Objective
Obesity is associated with the development and risk of death from several women’s cancers. The study objective was to describe and compare oncologic providers’ attitudes and practices as they relate to obesity counseling and management in cancer survivors.
Study Design
Society of Gynecologic Oncology members (n = 924) were surveyed with the use of a web-based, electronic questionnaire. χ 2 and Fisher exact tests were used to analyze responses.
Results
Of the 240 respondents (30%), 92.9% were practicing gynecologic oncologists or fellows, and 5.1% were allied health professionals. Median age was 42 years; 50.8% of the respondents were female. Of the respondents, 42.7% reported that they themselves were overweight/obese and that ≥50% of their survivor patients were overweight/obese. Additionaly, 82% of the respondents believed that discussing weight would not harm the doctor-patient relationship. Most of the respondents (95%) agreed that addressing lifestyle modifications with survivors is important. Respondents believed that gynecologic oncologists (85.1%) and primary care providers (84.5%) were responsible for addressing obesity. More providers who were ≤42 years old reported undergoing obesity management training ( P < .001) and were more likely to believe that survivors would benefit from obesity education than providers who were >42 years old ( P = .017). After initial counseling, 81.5% of the respondents referred survivors to other providers for obesity interventions.
Conclusion
Oncology provider respondents believe that addressing obesity with cancer survivors is important. Providers believed themselves to be responsible for initial counseling but believed that obesity interventions should be directed by other specialists. Further research is needed to identify barriers to care for obese cancer survivors and to improve physician engagement with obesity counseling in the “teachable moment” that is provided by a new cancer diagnosis.
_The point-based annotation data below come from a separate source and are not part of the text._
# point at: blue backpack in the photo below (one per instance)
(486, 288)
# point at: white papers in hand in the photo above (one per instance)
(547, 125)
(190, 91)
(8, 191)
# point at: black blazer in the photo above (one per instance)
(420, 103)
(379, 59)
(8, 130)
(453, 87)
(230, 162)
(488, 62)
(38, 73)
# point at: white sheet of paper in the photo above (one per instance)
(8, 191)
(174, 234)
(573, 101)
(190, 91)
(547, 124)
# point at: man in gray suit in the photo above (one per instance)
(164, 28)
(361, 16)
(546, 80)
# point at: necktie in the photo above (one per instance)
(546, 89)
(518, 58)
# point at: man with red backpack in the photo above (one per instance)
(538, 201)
Obesity is the second leading cause of death in the United States. The US Centers for Disease Control and Prevention report that more than two-thirds of US adults are obese or over weight and that obesity has become the leading public health problem facing industrialized nations. Increasing body mass index (BMI) is a risk factor for all-cause and cancer-related death; in women, it is a major risk factor for the development of several female cancers, which include endometrial, breast and ovarian cancers. Over one-half of breast and ovarian cancer survivors and approximately 80% of endometrial cancer survivors are obese. Many studies have shown that obese women with and without cancer have poorer health outcomes and quality of life than their nonobese counterparts. Furthermore, obesity is a significant risk factor for progression of and death from cancer.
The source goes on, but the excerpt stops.